A pilot program to bring students from the College to China wrapped up its inaugural session with a symposium on Nov. 4. The students selected as Wanxiang Ambassador Fellows presented their research on the economy, culture and future of China to a group that included the main sponsor of the program, Pin Ni, president of the Wanxiang America Corporation.
“A good, healthy relationship between the U.S. and China comes from understanding each other, working with each other, and compromising with each other,” Ni told the students, adding that such cooperation takes work. “No matter how close we are, we’ll always have a differences of opinion as the two largest economies in the world,” he said.
The 30 students spent six weeks in China through the fellowship, administered by the Metcalf Internship Program and Career Advancement. They took culture and language classes in Hangzhou, apprenticed for an electric vehicle company, and worked with professionals in the sustainable energy industry.
Students also created their own research projects related to the trip and presented their findings during the symposium.
“It’s our hope that each of the Wanxiang Fellows gained powerful and personal insights about the economy, culture, and future of China, and augmented their formal education through this experience,” said John W. Boyer, dean of the College.

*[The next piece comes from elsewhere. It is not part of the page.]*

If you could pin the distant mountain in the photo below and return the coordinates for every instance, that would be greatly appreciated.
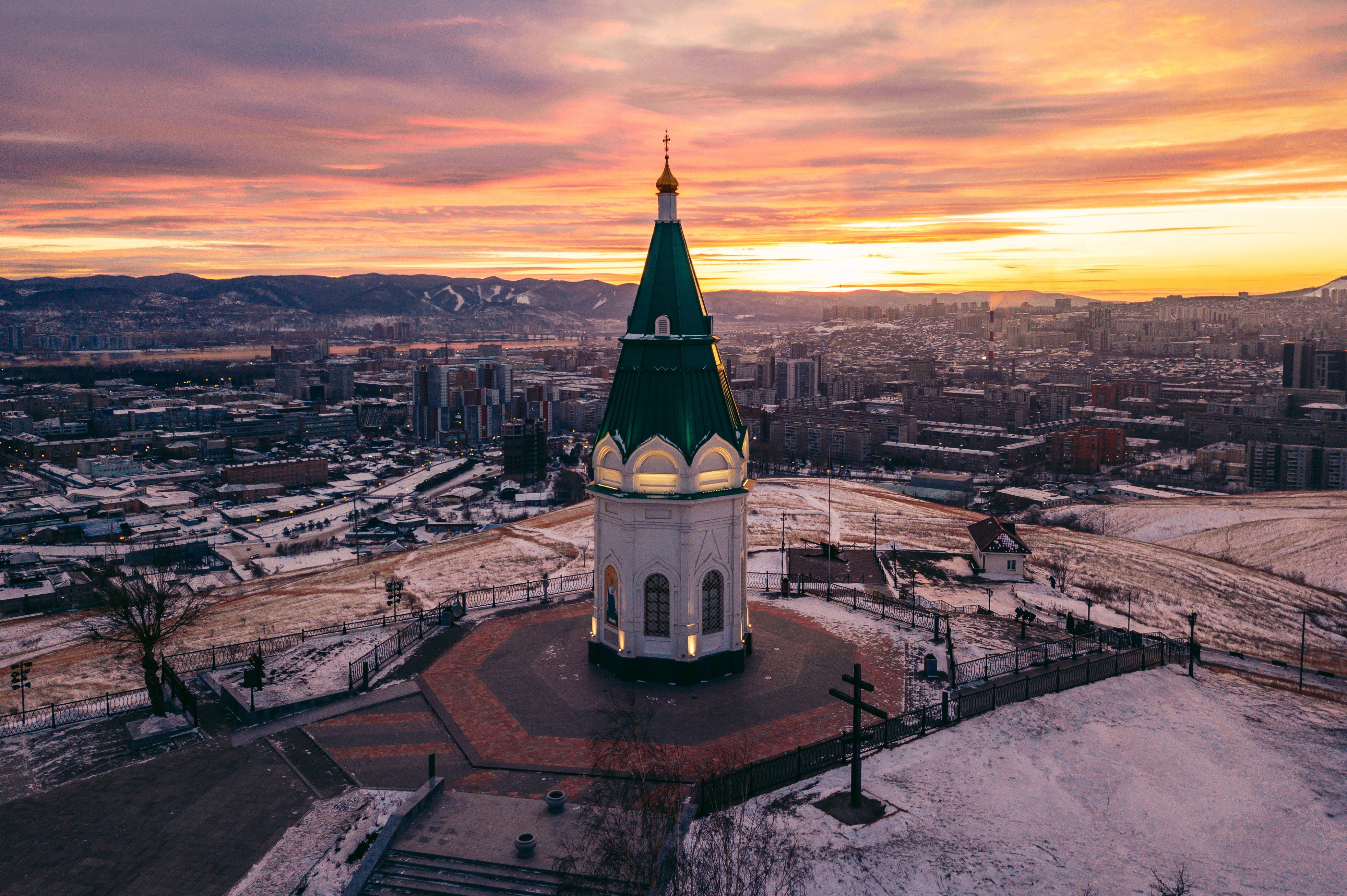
(469, 302)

The fellowship was created as part of President Barack Obama’s “100,000 Strong” initiative, an effort to boost the number and the diversity of American students studying in China and learning Mandarin. The students who were selected to participate in the six-week program also were part of the College’s Metcalf Internship Program, which provides substantive internship and professional development opportunities to undergraduates in locations around the world.
Bridget Pals, a fourth-year student in physics and economics from Wilmette, Ill., joined the program in the hopes of seeing how the green technology economy is developing in China. “We need alternative methods for power, and there are people in China who are approaching this problem on a huge scale,” she said.

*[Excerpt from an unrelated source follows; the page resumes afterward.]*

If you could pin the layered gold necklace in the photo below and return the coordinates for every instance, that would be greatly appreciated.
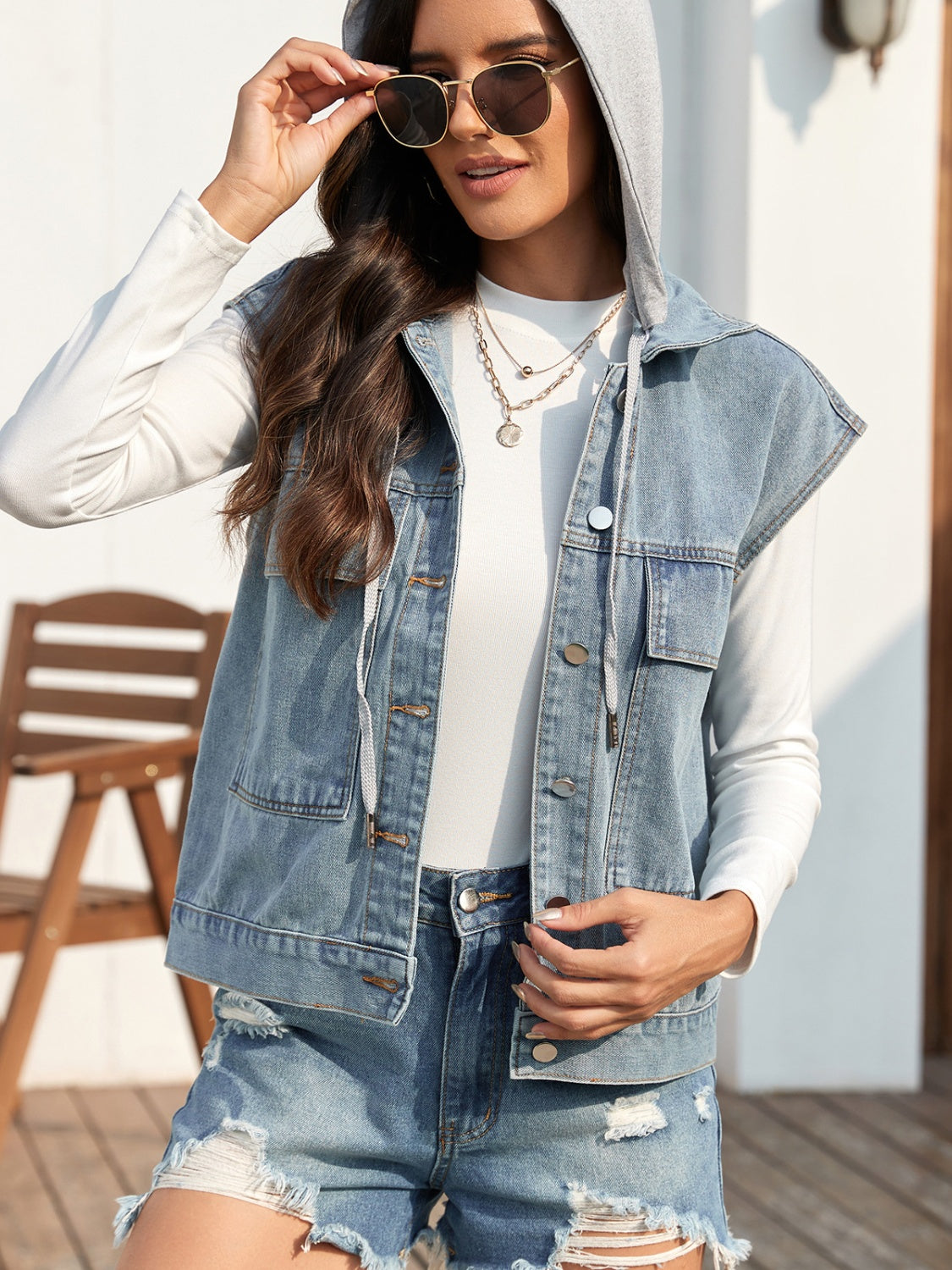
(510, 433)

For a research project related to the topic, Pals investigated biomass energy as a potential source of cleaner power in the United States. She looked at how the 39 million tons of excess crop residue generated in the United States every year could power millions of rural households. “This work is still preliminary, but working with green technology is something that I’d love to continue,” she said.

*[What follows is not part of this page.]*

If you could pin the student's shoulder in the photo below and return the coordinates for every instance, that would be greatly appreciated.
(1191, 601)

Caroline Bye, a second-year student studying public policy in the College, spent much of her time in China talking with factory workers who build electric cars. She wrote a sociological study on the themes she observed after asking them about their ambitions and their sense of happiness or fulfillment. “The people I met said that they were very content with living in China, and content with their jobs,” she said. Many said they had no interest in traveling outside of China, for example.
Bye said working on her project, titled “Social Themes in Daily and Business Life in China,” gave her a starting point for understating China’s international actions with more context of the people and culture.
“I hope more students study in China, because the people and the economy are a vital part of our global system,” she said.
Other student research projects focused on topics as diverse as the international electric vehicle market, Chinese investment in Africa, and how green technologies are adopted in democratic and autocratic states. They were printed on posters that were displayed around the Ida Noyes Cloister Club.
Ni visited each poster and talked with the students about their research and their impressions of the fellowship. He also asked the students for their feedback on how to make the program more meaningful and effective in the future.
“You’re welcome back to China any time, under any circumstances,” he said.